QPALM: A Newton-type Proximal Augmented Lagrangian Method for Quadratic Programs

TL;DR

QPALM is an efficient Newton-type solver for convex quadratic programs that combines proximal augmented Lagrangian methods with semismooth Newton iterations, offering fast convergence and effective infeasibility detection.

Contribution

The paper introduces QPALM, a novel solver that integrates proximal augmented Lagrangian techniques with semismooth Newton methods for improved quadratic programming performance.

Findings

Outperforms state-of-the-art QP solvers on various benchmarks.

Efficient line search reduces to a simple zero-finding problem.

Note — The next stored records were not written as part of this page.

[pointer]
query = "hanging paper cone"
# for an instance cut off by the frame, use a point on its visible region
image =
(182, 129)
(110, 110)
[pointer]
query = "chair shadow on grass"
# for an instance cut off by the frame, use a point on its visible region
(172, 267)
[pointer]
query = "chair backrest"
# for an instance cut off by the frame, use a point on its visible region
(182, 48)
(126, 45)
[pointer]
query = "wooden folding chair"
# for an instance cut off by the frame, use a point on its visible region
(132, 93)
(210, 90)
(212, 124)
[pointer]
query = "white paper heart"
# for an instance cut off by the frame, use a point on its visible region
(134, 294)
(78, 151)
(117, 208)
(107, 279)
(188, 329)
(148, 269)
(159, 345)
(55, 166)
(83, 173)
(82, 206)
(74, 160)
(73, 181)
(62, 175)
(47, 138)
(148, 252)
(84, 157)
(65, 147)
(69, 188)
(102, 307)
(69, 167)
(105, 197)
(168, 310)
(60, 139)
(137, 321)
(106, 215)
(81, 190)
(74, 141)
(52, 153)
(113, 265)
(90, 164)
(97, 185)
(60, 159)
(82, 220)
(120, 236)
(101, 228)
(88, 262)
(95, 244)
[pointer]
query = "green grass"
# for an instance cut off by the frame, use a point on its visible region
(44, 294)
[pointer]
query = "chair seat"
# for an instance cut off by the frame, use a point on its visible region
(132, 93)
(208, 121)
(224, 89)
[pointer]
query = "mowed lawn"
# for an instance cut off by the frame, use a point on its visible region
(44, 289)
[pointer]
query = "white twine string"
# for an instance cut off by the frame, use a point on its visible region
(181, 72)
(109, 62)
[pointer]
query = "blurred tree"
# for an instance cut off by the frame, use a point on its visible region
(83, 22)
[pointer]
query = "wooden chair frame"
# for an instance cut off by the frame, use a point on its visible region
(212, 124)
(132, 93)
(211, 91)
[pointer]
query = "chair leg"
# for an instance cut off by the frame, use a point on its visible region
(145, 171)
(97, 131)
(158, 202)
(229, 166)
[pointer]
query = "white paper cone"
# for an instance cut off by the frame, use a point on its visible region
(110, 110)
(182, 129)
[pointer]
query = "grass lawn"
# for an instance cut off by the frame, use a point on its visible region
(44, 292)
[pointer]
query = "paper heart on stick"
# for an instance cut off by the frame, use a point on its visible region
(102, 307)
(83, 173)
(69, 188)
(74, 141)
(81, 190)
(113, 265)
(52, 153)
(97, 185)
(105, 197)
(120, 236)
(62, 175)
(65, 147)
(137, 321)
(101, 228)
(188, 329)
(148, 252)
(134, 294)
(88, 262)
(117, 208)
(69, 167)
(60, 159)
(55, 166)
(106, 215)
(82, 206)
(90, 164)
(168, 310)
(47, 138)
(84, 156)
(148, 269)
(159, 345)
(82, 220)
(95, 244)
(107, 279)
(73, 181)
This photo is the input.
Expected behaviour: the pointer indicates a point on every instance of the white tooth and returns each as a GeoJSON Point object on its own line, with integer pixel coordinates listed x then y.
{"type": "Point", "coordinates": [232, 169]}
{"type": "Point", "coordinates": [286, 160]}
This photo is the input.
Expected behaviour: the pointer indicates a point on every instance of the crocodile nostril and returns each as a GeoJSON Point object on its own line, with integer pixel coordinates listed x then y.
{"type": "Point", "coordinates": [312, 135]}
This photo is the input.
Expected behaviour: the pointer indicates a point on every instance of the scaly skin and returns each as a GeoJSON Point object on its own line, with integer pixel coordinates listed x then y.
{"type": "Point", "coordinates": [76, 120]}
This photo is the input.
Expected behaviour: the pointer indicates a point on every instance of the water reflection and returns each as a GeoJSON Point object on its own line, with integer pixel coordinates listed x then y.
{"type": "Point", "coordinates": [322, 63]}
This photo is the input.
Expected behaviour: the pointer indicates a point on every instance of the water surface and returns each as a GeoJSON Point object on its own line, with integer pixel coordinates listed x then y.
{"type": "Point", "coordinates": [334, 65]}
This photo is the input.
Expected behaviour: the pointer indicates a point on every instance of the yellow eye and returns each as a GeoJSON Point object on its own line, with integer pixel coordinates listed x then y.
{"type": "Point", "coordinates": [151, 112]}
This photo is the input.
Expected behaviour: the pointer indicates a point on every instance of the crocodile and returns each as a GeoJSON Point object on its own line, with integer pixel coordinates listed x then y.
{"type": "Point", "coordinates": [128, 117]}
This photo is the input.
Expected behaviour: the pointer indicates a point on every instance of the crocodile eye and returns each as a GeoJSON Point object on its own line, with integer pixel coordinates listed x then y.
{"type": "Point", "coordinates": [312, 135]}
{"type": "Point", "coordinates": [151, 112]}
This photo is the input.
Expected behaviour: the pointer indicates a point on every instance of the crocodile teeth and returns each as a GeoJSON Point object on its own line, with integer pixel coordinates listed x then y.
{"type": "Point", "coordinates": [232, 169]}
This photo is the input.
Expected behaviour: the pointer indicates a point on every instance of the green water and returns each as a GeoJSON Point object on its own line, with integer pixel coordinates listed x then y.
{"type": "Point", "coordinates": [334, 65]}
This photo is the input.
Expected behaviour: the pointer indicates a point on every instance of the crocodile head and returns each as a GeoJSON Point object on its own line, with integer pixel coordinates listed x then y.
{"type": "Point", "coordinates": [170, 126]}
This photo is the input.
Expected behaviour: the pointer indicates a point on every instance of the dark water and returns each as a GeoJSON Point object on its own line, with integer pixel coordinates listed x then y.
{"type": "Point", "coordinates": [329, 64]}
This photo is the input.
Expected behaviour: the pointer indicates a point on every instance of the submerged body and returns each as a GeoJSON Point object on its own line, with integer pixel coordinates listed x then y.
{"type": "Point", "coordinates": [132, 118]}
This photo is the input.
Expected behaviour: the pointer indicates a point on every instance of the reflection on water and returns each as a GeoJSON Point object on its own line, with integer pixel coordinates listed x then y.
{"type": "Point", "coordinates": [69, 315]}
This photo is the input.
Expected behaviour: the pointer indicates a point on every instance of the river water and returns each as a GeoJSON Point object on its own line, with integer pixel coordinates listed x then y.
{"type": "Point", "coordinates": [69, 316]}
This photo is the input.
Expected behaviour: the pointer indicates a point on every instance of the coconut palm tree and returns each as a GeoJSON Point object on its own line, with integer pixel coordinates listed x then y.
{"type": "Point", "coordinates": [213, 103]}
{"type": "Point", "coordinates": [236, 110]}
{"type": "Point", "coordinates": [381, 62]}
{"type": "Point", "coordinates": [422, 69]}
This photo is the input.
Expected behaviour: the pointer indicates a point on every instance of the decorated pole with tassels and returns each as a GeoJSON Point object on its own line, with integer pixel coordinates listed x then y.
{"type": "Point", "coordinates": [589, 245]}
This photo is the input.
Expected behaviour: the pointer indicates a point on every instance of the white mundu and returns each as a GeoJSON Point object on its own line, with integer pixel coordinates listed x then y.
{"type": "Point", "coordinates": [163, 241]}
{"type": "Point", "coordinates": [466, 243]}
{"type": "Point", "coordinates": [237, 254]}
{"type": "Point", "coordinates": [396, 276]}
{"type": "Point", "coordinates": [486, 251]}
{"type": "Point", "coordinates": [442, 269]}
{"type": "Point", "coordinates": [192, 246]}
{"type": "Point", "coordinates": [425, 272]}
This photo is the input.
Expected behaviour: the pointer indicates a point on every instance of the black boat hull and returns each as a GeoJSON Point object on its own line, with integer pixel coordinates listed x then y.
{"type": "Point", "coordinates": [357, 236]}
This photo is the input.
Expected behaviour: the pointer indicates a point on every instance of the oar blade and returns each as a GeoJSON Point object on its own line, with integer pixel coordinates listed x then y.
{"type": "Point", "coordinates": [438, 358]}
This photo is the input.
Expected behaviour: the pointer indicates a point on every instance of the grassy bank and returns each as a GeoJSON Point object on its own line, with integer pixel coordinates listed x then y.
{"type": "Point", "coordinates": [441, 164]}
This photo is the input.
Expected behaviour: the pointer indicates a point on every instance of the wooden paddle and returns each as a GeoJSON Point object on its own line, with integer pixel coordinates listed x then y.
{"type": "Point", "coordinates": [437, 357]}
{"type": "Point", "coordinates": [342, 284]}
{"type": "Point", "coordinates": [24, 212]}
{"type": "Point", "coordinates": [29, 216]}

Can enforce primal and dual residuals to strict tolerances.

Abstract

We present a proximal augmented Lagrangian based solver for general convex quadratic programs (QPs), relying on semismooth Newton iterations with exact line search to solve the inner subproblems. The exact line search reduces in this case to finding the zero of a one-dimensional monotone, piecewise affine function and can be carried out very efficiently. Our algorithm requires the solution of a linear system at every iteration, but as the matrix to be factorized depends on the active constraints, efficient sparse factorization updates can be employed like in active-set methods. Both primal and dual residuals can be enforced down to strict tolerances and otherwise infeasibility can be detected from intermediate iterates. A C implementation of the proposed algorithm is tested and benchmarked against other state-of-the-art QP solvers for a large variety of problem data and shown to compare favorably against these solvers.